「外国人労働者が消えた」インバウンド復活の裏側 宿泊・飲食業界の8割で人材不足が加速している
その他にも、円安の進行や他国と比べた給与水準の低さによって、「日本に行っても稼げない」という評判が確実に広まり始めている。残念ながら、ベトナムにかぎらず他のアジア圏でも、日本で働きたいと考える人は減りつつあるのが実状だ。
もちろんこれからも、文化や生活環境に憧れて日本に来る若者はいるだろう。だが少なくとも、日本で働くための在留資格の条件を緩和すれば外国人労働者が押し寄せてくるという時代は、すでに終わっていることは間違いない。
これまで観光業界は、留学生アルバイトに大きく依存してきた。2021年の独立行政法人日本学生支援機構(JASSO)のデータをみても、宿泊・飲食サービス業が留学生のアルバイト先の4割近くに及んでいる。
だが、コロナ禍で留学生がいなくなってしまった。2022年5月時点の留学生の数は23万1146人。3年前に31万人以上いたことを考えると、ずいぶん目減りしている。
当然ながら、留学生アルバイトもすっかりいなくなっている。このあたりの実状について、関東圏で50店舗以上を展開する、焼き肉チェーンに勤務するK氏に話を聞いた。
「コロナ前は全店で常時300~400人くらいの留学生アルバイトを雇っていましたが、今は50人くらいになっています。最近いくつかの日本語学校に掛け合ってみましたが、全然応募がこないですね。そもそも在籍者がいなくなっているようなので仕方ないのですが……」
確実に「日本に来たい外国人の若者」は減っている
この話、これから留学生の数がV字回復するのであれば問題はない。だが、日本に対する憧れが低下している今、おそらく留学生の数が当面大きく増えることはないだろう。今後、以下の2つの「減少」が見込まれるからだ。
これまで日本語学校を卒業した留学生は、8割がた日本の高等教育機関に進学していた。いきなり大学に進学するケースもあるが、日本語学校から専門学校、大学と段階を踏んで進学するケースのほうが多い。
ところが、コロナ禍で日本語学校の入学者が激減してしまった。
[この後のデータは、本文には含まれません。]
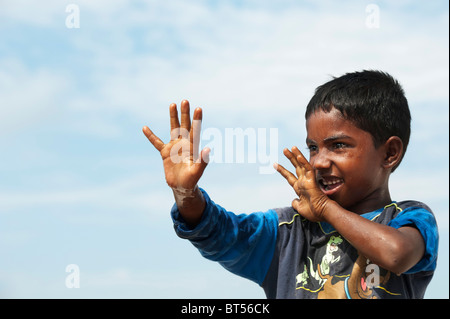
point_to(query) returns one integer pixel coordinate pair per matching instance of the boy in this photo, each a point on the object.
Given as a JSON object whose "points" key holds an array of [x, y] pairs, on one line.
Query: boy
{"points": [[343, 237]]}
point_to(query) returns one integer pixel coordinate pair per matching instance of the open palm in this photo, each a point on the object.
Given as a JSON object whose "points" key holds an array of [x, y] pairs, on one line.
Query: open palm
{"points": [[183, 165]]}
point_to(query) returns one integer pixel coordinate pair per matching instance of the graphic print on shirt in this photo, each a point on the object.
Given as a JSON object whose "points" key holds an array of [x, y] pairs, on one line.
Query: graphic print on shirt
{"points": [[361, 282]]}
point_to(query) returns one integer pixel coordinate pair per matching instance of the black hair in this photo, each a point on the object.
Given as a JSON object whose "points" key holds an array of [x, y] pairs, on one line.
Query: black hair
{"points": [[373, 100]]}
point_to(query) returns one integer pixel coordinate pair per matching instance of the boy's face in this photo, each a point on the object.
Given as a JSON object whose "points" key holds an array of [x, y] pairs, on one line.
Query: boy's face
{"points": [[348, 167]]}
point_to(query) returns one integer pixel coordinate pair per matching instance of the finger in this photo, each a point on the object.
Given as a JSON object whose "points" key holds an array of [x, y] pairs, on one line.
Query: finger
{"points": [[291, 178], [301, 159], [195, 132], [291, 157], [185, 117], [155, 140], [174, 122]]}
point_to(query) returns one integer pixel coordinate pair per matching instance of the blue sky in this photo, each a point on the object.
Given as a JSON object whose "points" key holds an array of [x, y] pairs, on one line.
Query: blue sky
{"points": [[80, 184]]}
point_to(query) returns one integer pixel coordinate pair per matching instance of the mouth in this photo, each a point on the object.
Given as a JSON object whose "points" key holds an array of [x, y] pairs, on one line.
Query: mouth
{"points": [[330, 184]]}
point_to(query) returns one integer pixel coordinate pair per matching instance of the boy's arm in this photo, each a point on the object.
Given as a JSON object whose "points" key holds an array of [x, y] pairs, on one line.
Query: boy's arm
{"points": [[396, 250], [183, 165]]}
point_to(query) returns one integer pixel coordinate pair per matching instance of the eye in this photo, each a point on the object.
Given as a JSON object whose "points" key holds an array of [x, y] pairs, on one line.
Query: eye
{"points": [[312, 148]]}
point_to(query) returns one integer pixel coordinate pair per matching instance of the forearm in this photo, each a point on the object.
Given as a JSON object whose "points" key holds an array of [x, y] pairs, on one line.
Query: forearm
{"points": [[190, 203], [389, 248]]}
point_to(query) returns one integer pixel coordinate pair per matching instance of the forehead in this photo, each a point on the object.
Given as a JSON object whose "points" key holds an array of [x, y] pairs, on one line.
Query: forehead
{"points": [[321, 125]]}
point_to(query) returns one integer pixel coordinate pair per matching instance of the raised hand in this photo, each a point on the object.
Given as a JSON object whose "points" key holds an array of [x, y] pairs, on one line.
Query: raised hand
{"points": [[312, 201], [183, 165]]}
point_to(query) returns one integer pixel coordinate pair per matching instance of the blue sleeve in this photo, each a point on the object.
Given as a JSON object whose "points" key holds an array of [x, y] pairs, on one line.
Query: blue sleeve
{"points": [[425, 222], [243, 244]]}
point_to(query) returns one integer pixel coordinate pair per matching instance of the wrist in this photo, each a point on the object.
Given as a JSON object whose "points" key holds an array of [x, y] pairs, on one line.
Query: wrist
{"points": [[184, 196]]}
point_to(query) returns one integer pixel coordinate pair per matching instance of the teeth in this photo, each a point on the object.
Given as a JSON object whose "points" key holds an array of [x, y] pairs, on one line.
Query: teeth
{"points": [[332, 182]]}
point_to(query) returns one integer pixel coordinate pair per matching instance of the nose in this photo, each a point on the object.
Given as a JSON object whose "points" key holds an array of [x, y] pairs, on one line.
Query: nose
{"points": [[321, 160]]}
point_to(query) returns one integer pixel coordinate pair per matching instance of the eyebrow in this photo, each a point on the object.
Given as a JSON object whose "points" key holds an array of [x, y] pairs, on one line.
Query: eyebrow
{"points": [[330, 138]]}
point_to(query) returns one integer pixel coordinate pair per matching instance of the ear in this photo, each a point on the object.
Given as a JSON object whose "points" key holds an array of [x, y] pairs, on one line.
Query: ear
{"points": [[393, 154]]}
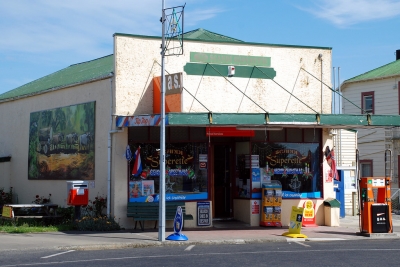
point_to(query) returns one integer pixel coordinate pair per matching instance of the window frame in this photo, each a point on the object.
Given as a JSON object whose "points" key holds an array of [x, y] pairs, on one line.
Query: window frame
{"points": [[369, 162], [363, 95]]}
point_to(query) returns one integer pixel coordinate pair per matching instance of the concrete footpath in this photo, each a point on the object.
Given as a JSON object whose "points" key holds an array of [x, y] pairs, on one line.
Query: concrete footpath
{"points": [[221, 233]]}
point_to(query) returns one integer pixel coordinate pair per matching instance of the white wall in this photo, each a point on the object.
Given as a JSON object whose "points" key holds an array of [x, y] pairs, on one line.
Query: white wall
{"points": [[138, 61]]}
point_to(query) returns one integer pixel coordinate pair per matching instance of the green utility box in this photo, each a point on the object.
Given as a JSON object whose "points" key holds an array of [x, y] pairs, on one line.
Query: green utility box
{"points": [[332, 212]]}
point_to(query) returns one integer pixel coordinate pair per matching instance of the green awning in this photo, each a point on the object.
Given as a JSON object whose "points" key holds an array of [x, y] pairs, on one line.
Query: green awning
{"points": [[338, 121]]}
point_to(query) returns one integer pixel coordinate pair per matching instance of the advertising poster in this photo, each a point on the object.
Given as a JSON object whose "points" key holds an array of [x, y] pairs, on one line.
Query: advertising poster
{"points": [[203, 214], [295, 165]]}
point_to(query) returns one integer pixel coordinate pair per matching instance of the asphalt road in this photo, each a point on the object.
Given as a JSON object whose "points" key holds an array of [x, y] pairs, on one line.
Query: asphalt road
{"points": [[379, 252]]}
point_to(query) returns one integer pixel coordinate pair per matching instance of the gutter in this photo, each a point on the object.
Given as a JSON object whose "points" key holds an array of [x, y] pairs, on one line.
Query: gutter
{"points": [[109, 150]]}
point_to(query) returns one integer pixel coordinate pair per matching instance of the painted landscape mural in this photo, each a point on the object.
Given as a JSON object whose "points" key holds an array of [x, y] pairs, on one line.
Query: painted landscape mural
{"points": [[61, 143]]}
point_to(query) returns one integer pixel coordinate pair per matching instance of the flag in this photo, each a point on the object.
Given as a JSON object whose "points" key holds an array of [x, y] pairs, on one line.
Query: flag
{"points": [[333, 166], [137, 166], [128, 153]]}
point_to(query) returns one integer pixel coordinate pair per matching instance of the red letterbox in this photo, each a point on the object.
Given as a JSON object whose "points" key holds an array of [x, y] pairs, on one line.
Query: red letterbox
{"points": [[78, 193]]}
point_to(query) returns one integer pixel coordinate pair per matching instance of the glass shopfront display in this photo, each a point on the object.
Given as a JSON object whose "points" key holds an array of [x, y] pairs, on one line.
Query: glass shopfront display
{"points": [[295, 165], [185, 172]]}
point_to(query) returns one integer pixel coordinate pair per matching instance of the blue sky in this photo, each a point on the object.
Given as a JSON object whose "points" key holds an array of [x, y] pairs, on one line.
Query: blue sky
{"points": [[43, 36]]}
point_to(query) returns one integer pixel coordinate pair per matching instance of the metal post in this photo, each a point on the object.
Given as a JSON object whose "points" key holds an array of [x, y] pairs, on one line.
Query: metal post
{"points": [[334, 92], [340, 98], [161, 218], [322, 97]]}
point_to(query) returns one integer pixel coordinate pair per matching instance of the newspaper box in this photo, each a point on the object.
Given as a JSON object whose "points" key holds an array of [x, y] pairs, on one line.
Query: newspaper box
{"points": [[78, 193]]}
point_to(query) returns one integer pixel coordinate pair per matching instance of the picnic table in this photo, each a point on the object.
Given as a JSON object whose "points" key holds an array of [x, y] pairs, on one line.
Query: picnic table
{"points": [[16, 211]]}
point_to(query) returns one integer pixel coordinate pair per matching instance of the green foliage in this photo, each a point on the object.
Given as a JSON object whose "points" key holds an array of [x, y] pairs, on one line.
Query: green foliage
{"points": [[100, 223], [94, 219], [42, 200]]}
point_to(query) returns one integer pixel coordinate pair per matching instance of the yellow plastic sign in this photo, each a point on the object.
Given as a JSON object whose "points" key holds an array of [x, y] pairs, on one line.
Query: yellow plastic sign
{"points": [[296, 218]]}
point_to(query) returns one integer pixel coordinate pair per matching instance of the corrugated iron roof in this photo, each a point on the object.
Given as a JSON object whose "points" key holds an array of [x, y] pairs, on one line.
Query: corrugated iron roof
{"points": [[204, 35], [386, 71], [74, 74]]}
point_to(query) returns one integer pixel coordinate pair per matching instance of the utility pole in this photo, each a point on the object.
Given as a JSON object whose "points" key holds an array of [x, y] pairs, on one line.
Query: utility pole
{"points": [[161, 218]]}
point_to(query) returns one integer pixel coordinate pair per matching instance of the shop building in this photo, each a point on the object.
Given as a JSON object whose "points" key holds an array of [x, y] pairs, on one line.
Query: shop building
{"points": [[238, 114]]}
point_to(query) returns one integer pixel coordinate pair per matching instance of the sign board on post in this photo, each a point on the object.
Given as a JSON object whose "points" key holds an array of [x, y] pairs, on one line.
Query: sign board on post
{"points": [[178, 225], [309, 213], [203, 214], [173, 93], [296, 218]]}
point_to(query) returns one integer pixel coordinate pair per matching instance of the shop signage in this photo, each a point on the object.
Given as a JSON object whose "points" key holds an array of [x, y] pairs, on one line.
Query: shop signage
{"points": [[227, 59], [203, 213], [255, 207], [173, 84], [228, 131], [309, 213], [173, 93], [147, 120], [296, 218], [175, 157], [7, 212]]}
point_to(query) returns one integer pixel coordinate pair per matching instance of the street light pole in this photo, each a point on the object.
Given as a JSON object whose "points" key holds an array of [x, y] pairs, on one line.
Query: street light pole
{"points": [[161, 218]]}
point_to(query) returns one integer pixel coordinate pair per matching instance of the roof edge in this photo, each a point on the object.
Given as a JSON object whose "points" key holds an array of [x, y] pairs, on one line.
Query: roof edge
{"points": [[56, 88], [227, 42]]}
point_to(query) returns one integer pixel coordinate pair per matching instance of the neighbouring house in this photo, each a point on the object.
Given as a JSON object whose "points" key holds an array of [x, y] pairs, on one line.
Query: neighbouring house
{"points": [[377, 92]]}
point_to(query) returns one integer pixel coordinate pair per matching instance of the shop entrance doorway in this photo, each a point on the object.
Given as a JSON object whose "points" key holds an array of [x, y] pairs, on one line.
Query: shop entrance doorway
{"points": [[222, 181]]}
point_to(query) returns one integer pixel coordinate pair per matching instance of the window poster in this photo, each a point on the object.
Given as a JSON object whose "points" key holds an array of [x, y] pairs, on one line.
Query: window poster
{"points": [[185, 172], [295, 165]]}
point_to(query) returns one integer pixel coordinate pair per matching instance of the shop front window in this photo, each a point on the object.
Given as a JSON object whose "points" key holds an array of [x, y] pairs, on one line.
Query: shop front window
{"points": [[185, 173], [295, 165]]}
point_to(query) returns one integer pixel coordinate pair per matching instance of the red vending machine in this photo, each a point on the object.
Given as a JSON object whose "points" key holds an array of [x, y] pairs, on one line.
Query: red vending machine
{"points": [[375, 205]]}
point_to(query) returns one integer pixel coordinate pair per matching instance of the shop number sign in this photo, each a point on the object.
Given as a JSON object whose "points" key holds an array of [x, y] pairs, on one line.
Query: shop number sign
{"points": [[203, 213], [174, 83]]}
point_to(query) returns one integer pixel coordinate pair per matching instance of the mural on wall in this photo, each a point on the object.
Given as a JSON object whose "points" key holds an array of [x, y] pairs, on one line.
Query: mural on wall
{"points": [[61, 143], [295, 165]]}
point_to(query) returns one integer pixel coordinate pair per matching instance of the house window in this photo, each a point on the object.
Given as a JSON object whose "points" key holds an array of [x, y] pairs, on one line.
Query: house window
{"points": [[398, 89], [366, 168], [367, 102]]}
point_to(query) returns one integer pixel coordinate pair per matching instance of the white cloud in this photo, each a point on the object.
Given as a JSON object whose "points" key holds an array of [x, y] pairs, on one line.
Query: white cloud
{"points": [[349, 12], [83, 26]]}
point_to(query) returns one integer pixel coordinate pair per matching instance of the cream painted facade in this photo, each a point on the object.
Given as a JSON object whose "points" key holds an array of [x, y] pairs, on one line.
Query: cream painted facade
{"points": [[129, 92]]}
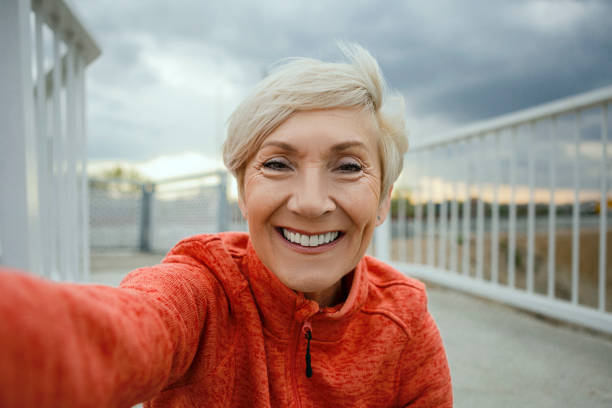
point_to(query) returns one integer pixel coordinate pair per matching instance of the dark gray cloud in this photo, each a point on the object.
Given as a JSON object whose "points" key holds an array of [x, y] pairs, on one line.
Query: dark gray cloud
{"points": [[455, 62]]}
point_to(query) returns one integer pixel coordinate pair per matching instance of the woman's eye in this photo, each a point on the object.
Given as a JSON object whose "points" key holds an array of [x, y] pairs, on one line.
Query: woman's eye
{"points": [[276, 164], [350, 167]]}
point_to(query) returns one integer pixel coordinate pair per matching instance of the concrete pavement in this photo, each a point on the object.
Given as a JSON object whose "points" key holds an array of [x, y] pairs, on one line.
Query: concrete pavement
{"points": [[499, 356]]}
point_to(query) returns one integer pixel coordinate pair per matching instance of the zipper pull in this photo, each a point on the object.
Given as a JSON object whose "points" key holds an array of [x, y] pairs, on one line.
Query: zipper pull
{"points": [[308, 334]]}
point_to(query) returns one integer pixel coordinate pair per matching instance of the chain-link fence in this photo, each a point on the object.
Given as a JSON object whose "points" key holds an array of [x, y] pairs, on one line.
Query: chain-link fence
{"points": [[155, 216]]}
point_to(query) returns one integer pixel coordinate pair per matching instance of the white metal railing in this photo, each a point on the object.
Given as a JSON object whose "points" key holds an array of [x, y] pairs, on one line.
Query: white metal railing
{"points": [[44, 220], [511, 209]]}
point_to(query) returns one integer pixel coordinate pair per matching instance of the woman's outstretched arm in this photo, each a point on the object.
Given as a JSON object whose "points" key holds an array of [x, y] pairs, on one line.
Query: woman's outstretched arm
{"points": [[98, 346]]}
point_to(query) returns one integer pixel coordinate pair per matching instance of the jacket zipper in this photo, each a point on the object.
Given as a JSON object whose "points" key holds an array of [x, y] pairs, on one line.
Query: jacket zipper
{"points": [[306, 331]]}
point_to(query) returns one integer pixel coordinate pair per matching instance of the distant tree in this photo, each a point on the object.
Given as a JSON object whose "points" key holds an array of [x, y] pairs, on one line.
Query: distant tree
{"points": [[118, 178]]}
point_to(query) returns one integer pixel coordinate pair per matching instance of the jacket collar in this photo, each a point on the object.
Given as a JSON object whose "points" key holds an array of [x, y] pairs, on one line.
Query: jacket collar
{"points": [[282, 309]]}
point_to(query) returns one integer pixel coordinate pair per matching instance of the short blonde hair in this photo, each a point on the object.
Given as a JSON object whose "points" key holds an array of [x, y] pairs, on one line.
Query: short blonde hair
{"points": [[302, 84]]}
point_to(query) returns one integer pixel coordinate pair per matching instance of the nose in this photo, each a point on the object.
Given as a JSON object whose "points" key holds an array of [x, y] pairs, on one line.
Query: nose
{"points": [[310, 195]]}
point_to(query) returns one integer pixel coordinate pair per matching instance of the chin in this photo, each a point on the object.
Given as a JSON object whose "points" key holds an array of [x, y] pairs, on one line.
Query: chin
{"points": [[311, 284]]}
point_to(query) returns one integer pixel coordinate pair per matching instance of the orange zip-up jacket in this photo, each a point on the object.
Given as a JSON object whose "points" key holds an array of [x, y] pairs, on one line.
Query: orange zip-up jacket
{"points": [[212, 327]]}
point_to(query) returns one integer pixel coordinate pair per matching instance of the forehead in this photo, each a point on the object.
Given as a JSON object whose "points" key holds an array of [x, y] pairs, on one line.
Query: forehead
{"points": [[326, 127]]}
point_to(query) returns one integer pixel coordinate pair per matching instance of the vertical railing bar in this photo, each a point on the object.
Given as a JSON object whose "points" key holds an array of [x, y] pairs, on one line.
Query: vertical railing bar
{"points": [[79, 169], [495, 210], [443, 216], [72, 219], [465, 255], [531, 206], [41, 130], [552, 209], [576, 209], [603, 209], [418, 215], [401, 227], [58, 158], [480, 168], [454, 214], [430, 211], [512, 213]]}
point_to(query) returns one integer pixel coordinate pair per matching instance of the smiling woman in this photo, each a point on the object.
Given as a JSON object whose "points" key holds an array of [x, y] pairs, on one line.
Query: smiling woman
{"points": [[291, 314]]}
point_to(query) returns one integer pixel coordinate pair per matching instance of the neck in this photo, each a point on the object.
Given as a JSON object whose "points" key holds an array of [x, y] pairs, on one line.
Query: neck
{"points": [[328, 297]]}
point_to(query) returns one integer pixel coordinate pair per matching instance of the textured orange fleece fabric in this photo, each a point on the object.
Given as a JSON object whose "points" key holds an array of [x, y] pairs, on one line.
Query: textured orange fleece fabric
{"points": [[212, 327]]}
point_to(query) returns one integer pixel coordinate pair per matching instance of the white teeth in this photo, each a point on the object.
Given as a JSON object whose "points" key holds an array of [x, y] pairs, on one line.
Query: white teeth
{"points": [[310, 240]]}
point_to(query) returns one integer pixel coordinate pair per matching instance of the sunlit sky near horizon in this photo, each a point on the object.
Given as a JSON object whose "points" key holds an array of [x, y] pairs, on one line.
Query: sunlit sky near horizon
{"points": [[171, 73]]}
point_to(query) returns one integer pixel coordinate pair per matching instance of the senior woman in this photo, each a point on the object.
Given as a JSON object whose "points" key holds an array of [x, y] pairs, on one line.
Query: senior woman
{"points": [[292, 314]]}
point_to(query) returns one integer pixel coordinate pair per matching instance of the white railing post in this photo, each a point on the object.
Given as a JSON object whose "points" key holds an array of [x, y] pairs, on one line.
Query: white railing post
{"points": [[603, 209], [401, 228], [552, 209], [20, 239], [576, 209], [454, 215], [430, 211], [480, 177], [467, 210], [531, 208], [418, 216], [383, 240], [512, 213], [495, 211], [44, 189]]}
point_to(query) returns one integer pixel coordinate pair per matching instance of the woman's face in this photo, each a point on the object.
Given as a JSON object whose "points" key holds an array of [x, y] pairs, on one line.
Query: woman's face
{"points": [[311, 198]]}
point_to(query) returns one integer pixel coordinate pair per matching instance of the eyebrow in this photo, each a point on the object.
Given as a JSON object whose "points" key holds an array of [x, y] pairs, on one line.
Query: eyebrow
{"points": [[336, 148]]}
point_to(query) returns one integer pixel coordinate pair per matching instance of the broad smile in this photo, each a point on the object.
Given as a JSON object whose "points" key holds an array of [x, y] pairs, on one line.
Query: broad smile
{"points": [[302, 240]]}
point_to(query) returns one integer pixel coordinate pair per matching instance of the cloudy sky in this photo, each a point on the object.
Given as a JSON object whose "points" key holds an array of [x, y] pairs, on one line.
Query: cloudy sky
{"points": [[172, 72]]}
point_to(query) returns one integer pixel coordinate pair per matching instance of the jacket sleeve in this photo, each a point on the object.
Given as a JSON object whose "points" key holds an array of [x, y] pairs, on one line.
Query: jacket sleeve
{"points": [[97, 346], [425, 376]]}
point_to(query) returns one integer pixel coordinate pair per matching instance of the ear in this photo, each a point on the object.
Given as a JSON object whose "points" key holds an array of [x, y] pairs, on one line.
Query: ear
{"points": [[383, 208], [242, 204]]}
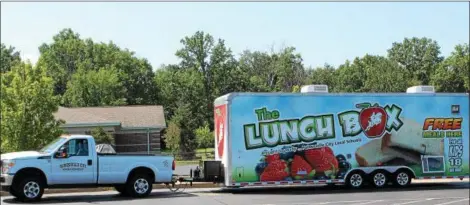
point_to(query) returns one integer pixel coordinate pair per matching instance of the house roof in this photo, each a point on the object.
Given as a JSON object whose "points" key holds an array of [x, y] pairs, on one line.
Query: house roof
{"points": [[127, 116]]}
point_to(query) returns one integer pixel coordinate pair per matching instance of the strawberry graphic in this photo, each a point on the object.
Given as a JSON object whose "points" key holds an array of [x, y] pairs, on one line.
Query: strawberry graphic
{"points": [[372, 120], [322, 159], [272, 157], [275, 171], [300, 169]]}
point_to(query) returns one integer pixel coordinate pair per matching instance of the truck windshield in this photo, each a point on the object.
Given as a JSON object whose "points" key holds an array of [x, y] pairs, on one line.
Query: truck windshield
{"points": [[50, 147]]}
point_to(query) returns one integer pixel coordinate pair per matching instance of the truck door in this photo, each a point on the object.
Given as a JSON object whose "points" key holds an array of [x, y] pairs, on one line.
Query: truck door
{"points": [[73, 163]]}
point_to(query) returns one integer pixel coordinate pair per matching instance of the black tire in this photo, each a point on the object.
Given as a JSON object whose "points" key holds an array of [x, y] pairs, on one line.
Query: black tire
{"points": [[139, 185], [355, 180], [402, 178], [379, 179], [29, 189], [13, 192], [121, 189]]}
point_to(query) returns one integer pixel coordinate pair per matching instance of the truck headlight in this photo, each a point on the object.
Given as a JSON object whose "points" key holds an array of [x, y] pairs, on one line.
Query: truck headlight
{"points": [[7, 165]]}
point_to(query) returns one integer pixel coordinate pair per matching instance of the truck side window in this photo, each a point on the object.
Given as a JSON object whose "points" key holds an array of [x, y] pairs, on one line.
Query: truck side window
{"points": [[77, 147], [82, 147]]}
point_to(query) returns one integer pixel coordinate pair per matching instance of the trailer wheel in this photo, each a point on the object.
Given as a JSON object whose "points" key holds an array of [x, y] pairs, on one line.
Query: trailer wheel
{"points": [[121, 189], [13, 192], [402, 178], [355, 180], [139, 186], [379, 179]]}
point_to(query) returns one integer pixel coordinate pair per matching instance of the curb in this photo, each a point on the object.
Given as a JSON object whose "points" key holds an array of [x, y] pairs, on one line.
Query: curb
{"points": [[100, 189], [204, 185]]}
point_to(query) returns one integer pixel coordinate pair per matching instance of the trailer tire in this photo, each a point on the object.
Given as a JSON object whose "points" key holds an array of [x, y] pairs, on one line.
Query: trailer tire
{"points": [[121, 189], [29, 189], [379, 178], [402, 178], [13, 192], [355, 180], [139, 185]]}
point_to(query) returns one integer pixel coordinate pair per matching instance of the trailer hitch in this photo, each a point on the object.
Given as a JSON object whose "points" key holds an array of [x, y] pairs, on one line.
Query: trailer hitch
{"points": [[179, 184]]}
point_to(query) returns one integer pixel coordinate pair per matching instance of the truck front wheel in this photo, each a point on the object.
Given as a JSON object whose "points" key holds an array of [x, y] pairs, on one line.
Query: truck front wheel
{"points": [[29, 189], [139, 185]]}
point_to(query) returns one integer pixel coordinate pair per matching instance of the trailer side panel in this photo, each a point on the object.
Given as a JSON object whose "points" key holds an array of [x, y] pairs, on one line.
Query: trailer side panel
{"points": [[297, 138]]}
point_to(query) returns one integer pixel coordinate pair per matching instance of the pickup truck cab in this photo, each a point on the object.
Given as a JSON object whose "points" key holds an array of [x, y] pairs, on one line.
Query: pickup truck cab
{"points": [[72, 161]]}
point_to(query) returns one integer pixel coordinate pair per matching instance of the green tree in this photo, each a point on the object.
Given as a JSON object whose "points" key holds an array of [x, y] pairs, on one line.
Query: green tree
{"points": [[27, 107], [275, 71], [95, 88], [68, 53], [9, 57], [418, 56], [322, 76], [350, 77], [371, 73], [173, 137], [452, 75], [204, 137], [101, 136]]}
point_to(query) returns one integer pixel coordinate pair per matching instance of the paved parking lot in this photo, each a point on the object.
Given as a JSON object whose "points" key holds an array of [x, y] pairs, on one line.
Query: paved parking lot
{"points": [[417, 194]]}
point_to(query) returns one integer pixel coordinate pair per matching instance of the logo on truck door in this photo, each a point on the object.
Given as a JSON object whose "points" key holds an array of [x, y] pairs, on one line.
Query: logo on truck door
{"points": [[220, 115], [73, 166], [271, 130]]}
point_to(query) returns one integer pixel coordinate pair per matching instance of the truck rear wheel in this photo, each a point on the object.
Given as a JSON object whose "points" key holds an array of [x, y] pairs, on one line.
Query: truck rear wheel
{"points": [[139, 185], [29, 189], [379, 179]]}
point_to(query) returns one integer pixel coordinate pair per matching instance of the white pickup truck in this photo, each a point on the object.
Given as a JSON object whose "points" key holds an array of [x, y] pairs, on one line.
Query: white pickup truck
{"points": [[71, 161]]}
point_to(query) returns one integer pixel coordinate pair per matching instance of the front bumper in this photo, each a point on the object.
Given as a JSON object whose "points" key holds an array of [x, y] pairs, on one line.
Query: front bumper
{"points": [[6, 180]]}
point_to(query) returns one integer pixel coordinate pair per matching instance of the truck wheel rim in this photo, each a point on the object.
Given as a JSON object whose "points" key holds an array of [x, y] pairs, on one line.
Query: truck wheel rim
{"points": [[356, 180], [402, 179], [379, 179], [141, 186], [31, 190]]}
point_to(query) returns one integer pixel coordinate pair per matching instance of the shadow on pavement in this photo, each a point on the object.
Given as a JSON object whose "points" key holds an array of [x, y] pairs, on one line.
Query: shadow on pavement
{"points": [[90, 198], [339, 189]]}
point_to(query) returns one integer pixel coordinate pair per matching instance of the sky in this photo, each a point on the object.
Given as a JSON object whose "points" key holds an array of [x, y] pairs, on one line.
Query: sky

2019年に8万3811人いた日本語学校在籍者が、2022年5月時点で4万9405人まで減少している。この3年で人数が半分近くになったのだ。そして入国制限が解除された今も、入学者がかつての水準に戻りそうな勢いは感じられない。
つまり日本語学校の生徒数が減ったということは、そこから専門学校、専門学校から大学に進学する留学生は、これから間違いなく減っていく。そしてこの状況は、一時的なものではなく当面続く可能性が高いのだ。